Week 03 · Days 11–15
Product Sense & Strategy
Practice writing PRDs and developing product strategy / vision documents.
Portfolio deliverable · A 1-page PRD for a new feature
What makes a good PRD
Lesson: PRD anatomy
A good PRD answers 'what are we building and why' so clearly that an engineer, designer, and exec could each read it and know what to do next. Core sections: Problem statement (the user pain, backed by evidence — not 'we should build X'), Goals & Non-goals (non-goals prevent scope creep — explicitly say what's out of bounds), User stories (who needs what and why), Success metrics (how you'll know it worked), Requirements (functional specs, often split must-have vs nice-to-have), and Open questions (unresolved decisions — writing these down builds trust, it doesn't look like weakness). Keep it to 1 page; longer PRDs get skimmed, not read.
Task: Identify a feature gap
Using your practice app + Week 2 research, identify ONE feature gap or improvement opportunity. Write a 2-sentence problem statement.
Lesson: What's different about an LLM-feature PRD
A PRD for an AI-powered feature needs everything a normal PRD has, plus three things traditional PRDs don't cover. First, a behavior spec for the non-deterministic parts — since outputs vary, define the boundaries of acceptable responses (tone, length, what it should never say) rather than exact outputs. Second, an evaluation plan — how will you measure quality before and after launch (golden test sets, human eval rubrics, automated checks for hallucination/refusals)? Third, a fallback/escalation design — what happens when the model is wrong, unsure, or the user is frustrated (hand off to search, human support, or a simpler deterministic flow)? This lesson turns those requirements into a repeatable PRD structure.
Writing user stories & success metrics
Lesson: User stories & acceptance criteria
The format 'As a [type of user], I want to [do something], so that [benefit]' forces you to justify every requirement in terms of user value, not just functionality. The 'so that' clause is the part most people skip — but it's what lets engineers make smart tradeoffs when edge cases come up. Acceptance criteria turn each story into something testable: 'Given [context], when [action], then [expected result].' If you can't write acceptance criteria for a story, the story is probably too vague to build.
Task: Write 3-5 user stories + success metrics
For your feature idea from Day 11, write 3-5 user stories and define 2-3 success metrics (how you'd know it worked).
Competitive analysis
Lesson: Competitive teardown framework
Feature-by-feature comparison tables are table stakes — the real insight is in positioning and strategy. For each competitor, ask: who are they trying to win (their target user might differ from yours), how do they make money (subscription, ads, transaction fees — this shapes what they'll prioritize), and what bet are they making with their roadmap? Two competitors can solve the 'same' problem in opposite ways because they're optimizing for different things (e.g. one prioritizes simplicity for casual users, another prioritizes power-features for retention of heavy users). Identify the bet, not just the feature.
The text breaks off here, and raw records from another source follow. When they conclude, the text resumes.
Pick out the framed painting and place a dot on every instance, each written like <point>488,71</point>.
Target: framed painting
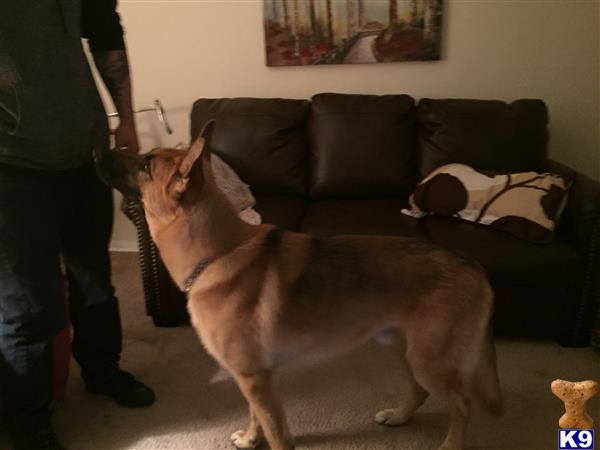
<point>302,32</point>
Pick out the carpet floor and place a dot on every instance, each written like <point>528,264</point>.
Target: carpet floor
<point>330,406</point>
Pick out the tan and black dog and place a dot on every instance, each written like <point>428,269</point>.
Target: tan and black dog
<point>260,297</point>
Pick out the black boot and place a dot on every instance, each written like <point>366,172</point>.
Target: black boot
<point>122,387</point>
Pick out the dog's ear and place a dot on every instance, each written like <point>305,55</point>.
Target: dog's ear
<point>199,150</point>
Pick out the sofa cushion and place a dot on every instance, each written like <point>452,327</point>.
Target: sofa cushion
<point>484,134</point>
<point>360,216</point>
<point>284,211</point>
<point>263,140</point>
<point>530,281</point>
<point>362,146</point>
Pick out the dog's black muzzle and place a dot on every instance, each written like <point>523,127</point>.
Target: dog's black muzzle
<point>119,169</point>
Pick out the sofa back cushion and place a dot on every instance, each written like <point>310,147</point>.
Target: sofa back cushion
<point>484,134</point>
<point>362,146</point>
<point>263,140</point>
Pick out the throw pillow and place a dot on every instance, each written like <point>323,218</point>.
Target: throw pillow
<point>235,190</point>
<point>527,205</point>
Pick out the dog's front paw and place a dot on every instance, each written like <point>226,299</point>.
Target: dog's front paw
<point>392,417</point>
<point>243,439</point>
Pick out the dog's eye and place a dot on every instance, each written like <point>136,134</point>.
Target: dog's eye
<point>147,166</point>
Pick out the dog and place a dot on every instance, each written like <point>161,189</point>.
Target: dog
<point>260,297</point>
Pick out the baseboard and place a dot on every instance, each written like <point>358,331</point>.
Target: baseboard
<point>123,246</point>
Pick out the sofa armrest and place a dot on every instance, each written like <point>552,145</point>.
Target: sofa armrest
<point>581,225</point>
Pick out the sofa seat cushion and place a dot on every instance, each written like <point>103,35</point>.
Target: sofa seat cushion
<point>281,210</point>
<point>360,216</point>
<point>530,281</point>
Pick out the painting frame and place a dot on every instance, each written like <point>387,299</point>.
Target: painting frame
<point>314,32</point>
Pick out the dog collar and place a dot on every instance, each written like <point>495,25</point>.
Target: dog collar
<point>200,267</point>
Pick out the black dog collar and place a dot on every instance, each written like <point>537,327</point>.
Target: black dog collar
<point>189,281</point>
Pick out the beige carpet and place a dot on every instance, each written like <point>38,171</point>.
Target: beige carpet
<point>329,407</point>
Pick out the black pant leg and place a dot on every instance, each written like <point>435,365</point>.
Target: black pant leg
<point>31,297</point>
<point>85,228</point>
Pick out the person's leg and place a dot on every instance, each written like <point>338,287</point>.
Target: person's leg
<point>86,215</point>
<point>31,300</point>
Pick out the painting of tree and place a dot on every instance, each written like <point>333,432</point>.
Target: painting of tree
<point>302,32</point>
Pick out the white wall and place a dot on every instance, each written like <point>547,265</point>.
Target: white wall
<point>493,49</point>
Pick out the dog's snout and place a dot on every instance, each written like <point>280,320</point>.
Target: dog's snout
<point>118,169</point>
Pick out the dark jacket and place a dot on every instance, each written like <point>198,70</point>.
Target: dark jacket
<point>51,115</point>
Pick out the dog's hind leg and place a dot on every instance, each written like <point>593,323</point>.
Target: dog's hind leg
<point>415,397</point>
<point>257,389</point>
<point>252,436</point>
<point>460,409</point>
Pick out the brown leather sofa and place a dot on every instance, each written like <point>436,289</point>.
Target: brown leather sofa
<point>341,164</point>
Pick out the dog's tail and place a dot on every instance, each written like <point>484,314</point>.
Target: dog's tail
<point>485,381</point>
Task: Teardown 2 competitors
Pick 2 apps that compete with your practice app on the feature you identified. Compare their approaches in a table.
Drafting the PRD
Task: Draft full PRD
Combine everything from this week into a full 1-page PRD: problem, goals/non-goals, user stories, success metrics, requirements, open questions.
Synthesize: Polish & publish PRD
Deliverable: Published PRD
Polish your PRD for portfolio-readiness. Add a short intro paragraph explaining the context (your research from Week 2 informed this).
Advanced Challenge: Write a second PRD for an AI-powered feature
Write a second, shorter PRD (can be 1 page) for an AI-powered version of your feature idea — e.g. instead of a static filter/search UI, a conversational assistant that helps users find what they need. Include the three LLM-specific sections from Day 11: behavior boundaries (what it should/shouldn't do), an evaluation plan (how would you build a golden test set of 10-15 example queries with expected good/bad responses?), and a fallback design. Ground the PRD in real user needs and operational constraints so it feels practical, not theoretical.